Ericsson returns to profit in Q1 as organic sales growth strengthens to 7%

News Wireless Global 17 APR 2019
Ericsson returns to profit in Q1 as organic sales growth strengthens to 7%

Ericsson reported a further strengthening in sales growth in the first quarter, with revenues up 7 percent on an organic basis compared to 4 percent in the previous quarter, thanks to expansion in the North American market. The company returned to a net profit, of SEK 2.4 billion, versus a loss of SEK 0.7 billion in the year-earlier period. 

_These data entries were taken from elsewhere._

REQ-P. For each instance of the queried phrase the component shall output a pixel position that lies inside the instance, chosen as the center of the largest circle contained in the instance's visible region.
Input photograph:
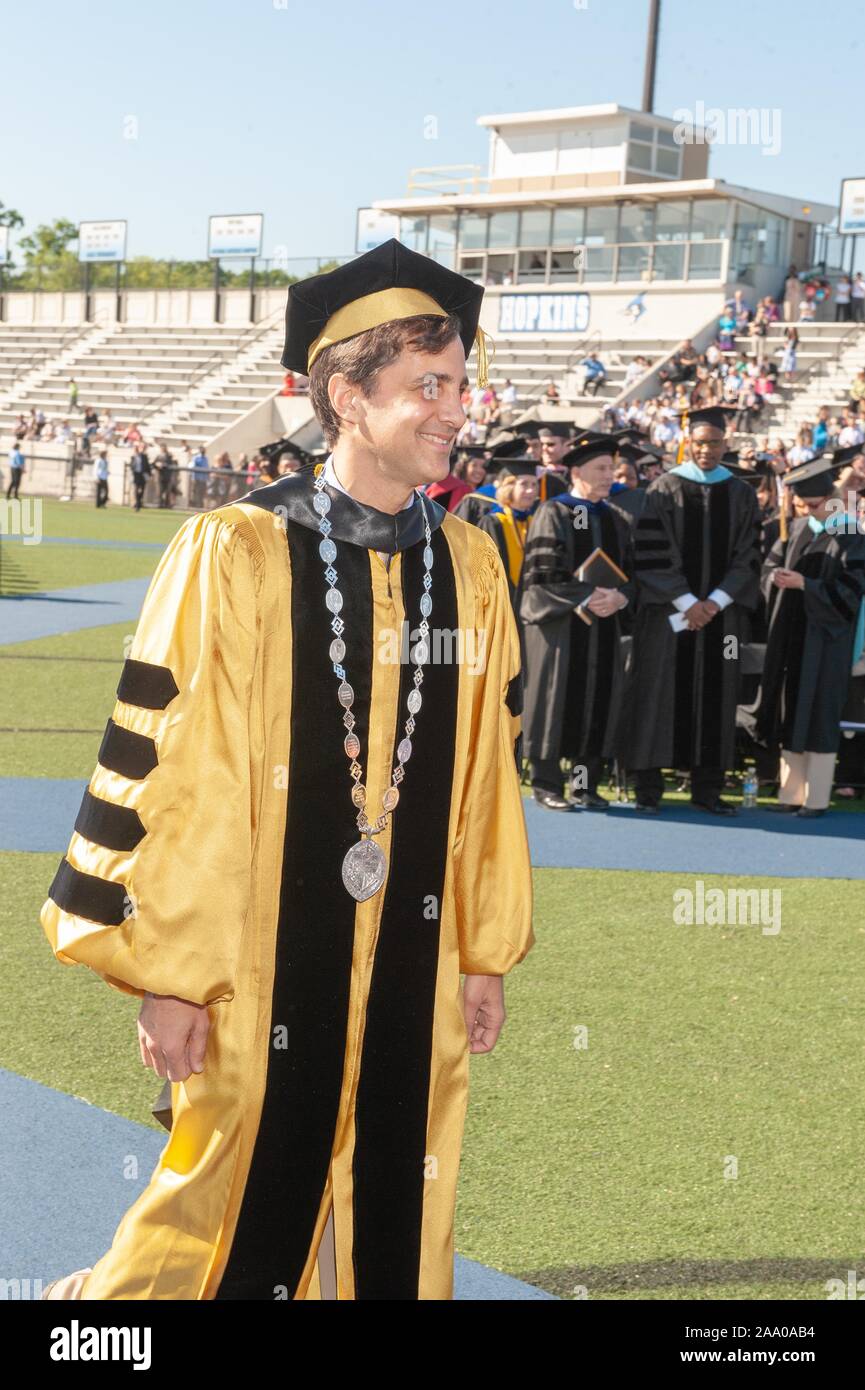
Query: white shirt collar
(330, 476)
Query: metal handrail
(594, 338)
(206, 367)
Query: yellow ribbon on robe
(682, 438)
(513, 530)
(383, 307)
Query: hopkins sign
(543, 313)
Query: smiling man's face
(707, 446)
(413, 414)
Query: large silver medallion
(363, 869)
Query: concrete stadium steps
(531, 366)
(29, 353)
(828, 359)
(174, 380)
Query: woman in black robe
(814, 584)
(575, 672)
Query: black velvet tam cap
(708, 416)
(590, 445)
(511, 451)
(388, 282)
(815, 478)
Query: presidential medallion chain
(365, 865)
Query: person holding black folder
(697, 566)
(576, 590)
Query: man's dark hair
(366, 355)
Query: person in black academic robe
(814, 584)
(575, 673)
(508, 520)
(474, 505)
(697, 562)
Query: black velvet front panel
(392, 1096)
(316, 931)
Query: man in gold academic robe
(316, 1037)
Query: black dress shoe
(716, 808)
(588, 801)
(551, 799)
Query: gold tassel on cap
(483, 360)
(680, 449)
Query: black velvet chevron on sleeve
(104, 823)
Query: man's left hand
(483, 1009)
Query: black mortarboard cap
(843, 456)
(519, 467)
(814, 478)
(588, 445)
(385, 284)
(708, 416)
(561, 428)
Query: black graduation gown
(630, 501)
(575, 674)
(811, 631)
(473, 506)
(683, 687)
(551, 485)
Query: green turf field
(602, 1171)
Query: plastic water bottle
(748, 792)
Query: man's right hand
(697, 616)
(173, 1036)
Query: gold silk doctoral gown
(206, 863)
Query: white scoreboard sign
(543, 313)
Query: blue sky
(305, 111)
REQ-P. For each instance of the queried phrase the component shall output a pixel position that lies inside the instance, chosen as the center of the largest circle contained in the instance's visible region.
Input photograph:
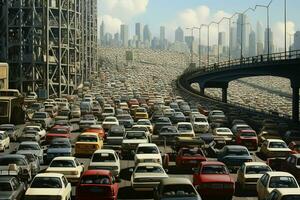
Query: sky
(189, 13)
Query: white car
(200, 123)
(69, 166)
(106, 159)
(49, 186)
(109, 122)
(223, 132)
(250, 172)
(40, 131)
(272, 180)
(4, 141)
(147, 176)
(284, 194)
(185, 129)
(147, 123)
(147, 153)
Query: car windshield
(4, 186)
(214, 169)
(178, 190)
(192, 152)
(147, 150)
(149, 169)
(277, 145)
(103, 157)
(28, 147)
(257, 169)
(95, 179)
(58, 131)
(135, 135)
(12, 160)
(46, 182)
(283, 182)
(62, 163)
(85, 138)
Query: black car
(11, 188)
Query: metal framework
(50, 45)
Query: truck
(11, 107)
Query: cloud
(112, 25)
(278, 33)
(123, 9)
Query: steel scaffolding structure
(50, 45)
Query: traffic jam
(132, 136)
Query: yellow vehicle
(87, 143)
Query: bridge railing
(289, 55)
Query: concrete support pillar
(224, 94)
(295, 103)
(202, 91)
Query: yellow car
(87, 143)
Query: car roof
(175, 181)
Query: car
(58, 147)
(15, 164)
(11, 188)
(115, 135)
(43, 118)
(49, 186)
(33, 161)
(234, 156)
(284, 193)
(213, 181)
(39, 129)
(106, 159)
(147, 176)
(176, 188)
(108, 122)
(147, 152)
(67, 165)
(11, 131)
(249, 173)
(272, 180)
(58, 132)
(274, 148)
(33, 147)
(125, 120)
(187, 158)
(185, 129)
(200, 123)
(4, 141)
(131, 140)
(87, 143)
(247, 138)
(224, 133)
(147, 123)
(97, 183)
(97, 129)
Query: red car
(295, 147)
(97, 129)
(58, 132)
(247, 138)
(213, 181)
(97, 184)
(189, 157)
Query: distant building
(124, 35)
(179, 35)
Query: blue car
(233, 156)
(58, 147)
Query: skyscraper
(252, 44)
(139, 31)
(259, 38)
(124, 35)
(179, 35)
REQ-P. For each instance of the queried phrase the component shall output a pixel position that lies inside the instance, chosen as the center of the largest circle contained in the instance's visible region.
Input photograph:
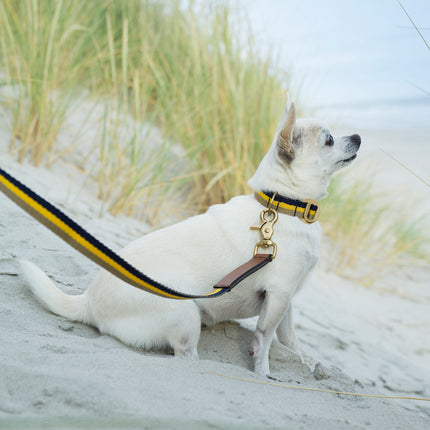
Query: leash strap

On a reported basis, revenues were up 13 percent year-on-year to SEK 48.9 billion, and the company's gross margin improved to 38.4 percent from 34.2 percent a year earlier. The operating result was a profit of SEK 4.9 billion, compared to a loss of SEK 0.3 billion a year ago, giving it a margin of 10.0 percent. 

Operating profit excluding restructuring charges of SEK 0.2 billion and positive one-time items of SEK 1.6 billion totaled SEK 3.5 billion, equal to a margin of 7.2 percent. The one-time gains included a profit of SEK 0.7 billion on the sale of Mediakind, completed 01 February, SEK 0.1 billion from the sale of Red Bee Media assets, and the reversal of a provision of SEK 0.7 billion following payment by a customer. 

Margin pressure

Ericsson noted that its gross margin will start to come under pressure from Q2 as 5G trials and certain strategic contracts get underway, and it expects further impact in the course of 2019 as 5G roll-outs begin in Asia and the share of managed services revenues in North America increase. However, the continued strong business in North America should help limit the impact of seasonality in 2019. 

The impact of strategic contracts and 5G field trials was limited in Q1. The company said it reached 18 named contracts for 5G in the period, more than any other vendor. Over the long term, this will strengthen its business, and the company said it remains on track to reach its targets for 2020 and 2022. Ericsson also improved its growth outlook for the RAN market this year, to 3 percent growth from an estimate in January of 2 percent.

The group further warned of an expected material financial effect from the ongoing US investigation of its compliance with the Foreign Corrupt Practices Act, first started in 2013. Settlement talks started recently, but are still at a very early stage. "However, based on the current status of the discussions it is our assessment that the resolution of these matters will result in material financial and other measures, the magnitude and impact of which cannot be reliably estimated or ascertained at this time," the company said.